Sei que a tarefa não vai ser fácil, há muita gente gorda importante envolvida nesta teia de interesses. Até aqui, sentiam-se protegidos pela impunidade do benfiquismo nem se dando ao cuidado de refinar a representação, já valia tudo, até provocar. A partir de agora, vão colocar em campo os legionários da comunicação social a trabalhar para eles, rebuscando casos, criando outros, frutas, apitos, tudo vai ser revolvido do baú da intriguice. Eles são assim, gente foleira, desonesta, intelectualmente prostituídos (SIC's, TVI's, RTP's e s/ derivados).
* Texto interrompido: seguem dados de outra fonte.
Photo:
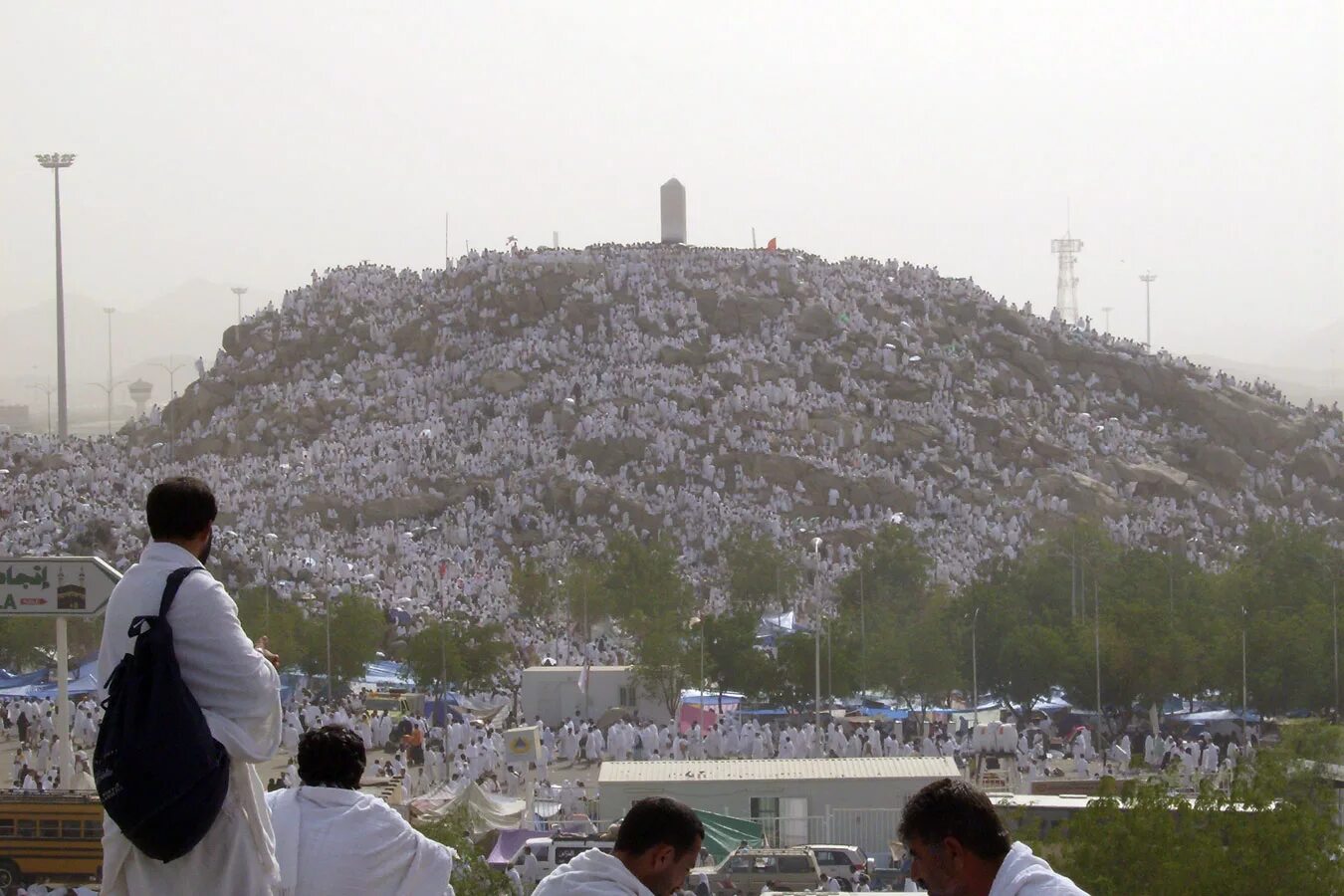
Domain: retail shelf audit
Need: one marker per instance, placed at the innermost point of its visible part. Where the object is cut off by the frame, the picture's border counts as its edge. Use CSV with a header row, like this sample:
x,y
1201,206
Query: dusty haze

É assim, sem escrúpulos, que eles vão retaliar. Nada que nos espante. Portanto, agora é fazê-los engolir a Porta 18, os vauchers, a heroína, os almoços grátis. À força se preciso fôr. Sem dó nem piedade.  

*Presidente da APAF

PS-Amanhã tenciono publicar um artigo mais que esclarecedor de Marinho e Pinto sobre os jornalistas... 

Que vergonha para os raros, muito raros mesmo, bons profissionais da comunicação.

05 janeiro, 2017

O Porto Canal abriu finalmente os olhos?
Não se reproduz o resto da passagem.